Supreme Court Blocks NY Limits On Religious Services

The New York Times reports:

The Supreme Court late Wednesday night barred restrictions on religious services in New York that Gov. Andrew M. Cuomo had imposed to combat the coronavirus. The vote was 5 to 4, with Chief Justice John G. Roberts Jr. and the court’s three liberal members in dissent. The order was the first in which the court’s newest member, Justice Amy Coney Barrett, played a decisive role.

The court’s ruling was at odds with earlier ones concerning churches in California and Nevada. In those cases, decided in May and July, the court allowed the states’ governors to restrict attendance at religious services. The Supreme Court’s membership has changed since then, with Justice Barrett succeeding Justice Ruth Bader Ginsburg, who died in September. The vote in the earlier cases was also 5 to 4, but in the opposite direction.

CNN reports:

The ruling, released just before midnight on Thanksgiving eve, contains several separate opinions and some unusually critical language.

In the main, unsigned opinion, the majority ruled in favor of the Roman Catholic Diocese of Brooklyn and Agudath Israel of America that argued that the restrictions violated the Free Exercise Clause of the First Amendment because the regulations treated the houses of worship more harshly than comparable secular facilities.

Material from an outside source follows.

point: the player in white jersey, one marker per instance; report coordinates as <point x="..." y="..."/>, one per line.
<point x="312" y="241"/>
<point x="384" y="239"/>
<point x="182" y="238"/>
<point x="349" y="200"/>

The majority said that the regulations are “far more restrictive than any Covid-related regulations that have previously come before the Court, much tighter than those adopted by many other jurisdictions hard hit by the pandemic, and far more severe than has been shown to be required to prevent the spread of the virus” at the religious services in question.

Politico reports:



Sotomayor vigorously disputed the contention that the religious groups were being unfairly discriminated against, arguing that comparisons between religious services and liquor or big-box stores were overly facile because the virus-related health risks posed by what people do in those places are starkly different.

“Unlike religious services … bike repair shops and liquor stores generally do not feature customers gathering inside to sing and speak together for an hour or more at a time,” she wrote.

“Justices of this Court play a deadly game in second guessing the expert judgment of health officials about the environments in which a contagious virus, now infecting a million Americans each week, spreads most easily.”